In the first of five articles marking Newspaper Week, SUZANNE McFADDEN watches as the Herald rolls off the presses.
Thousands of fresh newspapers snake across the ceiling like an endless millipede.
Inky the robot delivers another 1.4 tonne roll of paper to a skyscraper of a tower printing out streams of dizzying colour.
When the clock reaches 280,000 copies - some time in the wee small hours - everyone goes home.
Bouncing in the back of a truck, the Herald is on its way to you.
By the time the paper reaches the mailbox, it has already passed through many hands - not all of them human.

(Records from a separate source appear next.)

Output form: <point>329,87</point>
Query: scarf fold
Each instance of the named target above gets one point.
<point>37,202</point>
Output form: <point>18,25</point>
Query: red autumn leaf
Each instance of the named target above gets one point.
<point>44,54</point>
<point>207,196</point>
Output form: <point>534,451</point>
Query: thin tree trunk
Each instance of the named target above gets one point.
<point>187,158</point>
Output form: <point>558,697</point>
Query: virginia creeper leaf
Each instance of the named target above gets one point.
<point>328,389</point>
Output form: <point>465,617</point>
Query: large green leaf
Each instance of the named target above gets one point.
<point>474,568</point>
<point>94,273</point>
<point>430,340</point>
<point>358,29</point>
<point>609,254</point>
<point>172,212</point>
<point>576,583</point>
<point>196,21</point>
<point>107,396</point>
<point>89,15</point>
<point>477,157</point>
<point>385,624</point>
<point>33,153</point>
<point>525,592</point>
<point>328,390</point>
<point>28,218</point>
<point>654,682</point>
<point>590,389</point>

You may think you are the first person to read the scoop of the day, but you are more likely to be the 10th.
When a journalist writes a story on his or her computer, it passes by the eye of the chief reporter, the news editor, who determines where it will end up in the paper, and often the editor.
It then passes through the hands of a bank of subeditors, who fit it on to a page, write headlines and check for any oversights.
Even in the world of up-to-the-minute technology, some things never change in the production of a newspaper.
After the completed news pages are converted into a full-size photographic negative at the Herald offices in the heart of Auckland City, a courier drives them down the Southern Motorway to the massive printing presses at Ellerslie.
In the dark of the night, the cathedral-like building on the edge of the motorway is lit up like Las Vegas.
Inside, $250 million of machinery starts whirring once the last page arrives.
Negatives are turned into printing plates, using the world's purest aluminium. The plates are wrapped around rollers in huge towers that mesh colours together - black, magenta, cyan and yellow.
On a Friday night alone, the Weekend Herald sucks up 700kg of ink.
It is a messy business - ink dust hangs in the air and settles on every surface.
And it's noisy. The machine that cuts and folds the newspaper pumps out a deafening 112 decibels, but it is muted by steel doors.
Newsprint streams through machines in an indecipherable blur. At top speed they can spit out 70,000 copies an hour - or 19 newspapers a second.
The printers spend at least half an hour churning out dummy copies, checking a grey strip along the bottom of each page to make certain they have the right balance of inks.
Overhead, the newspapers speed along tracks like a Los Angeles freeway system, helped by thousands of robotic hands.
On the ground, wheeled robots are at work - running around with newsprint rolls and emptying the garbage. They have names such as Inky, Buzz, Zippy and Supersonic.
"When there's no work to do, they tootle off and plug themselves into their battery chargers - it's a robot's equivalent of a cappuccino break," says the manager of the Ellerslie printing plant, Ian Rowlandson.
The Herald uses 600 tonnes of newsprint a week.
The New Zealand-made paper costs $1600 a tonne - it works out at roughly $2 worth of paper in each copy.
The first bundle of newspapers slides off the conveyer belt and on to a waiting truck around 11.15 pm - if everything has gone withouta hitch.
"We have to work to a tight deadline - it's our policy that everyone has to get their paper by 6 am," says Mr Rowlandson.
Before midnight, the first copies are on the counters at service stations in central Auckland.
The first truck off the rank is bound for Taupo; the final delivery is made to Remuera, when the last edition rolls off the presses at 3.30 am.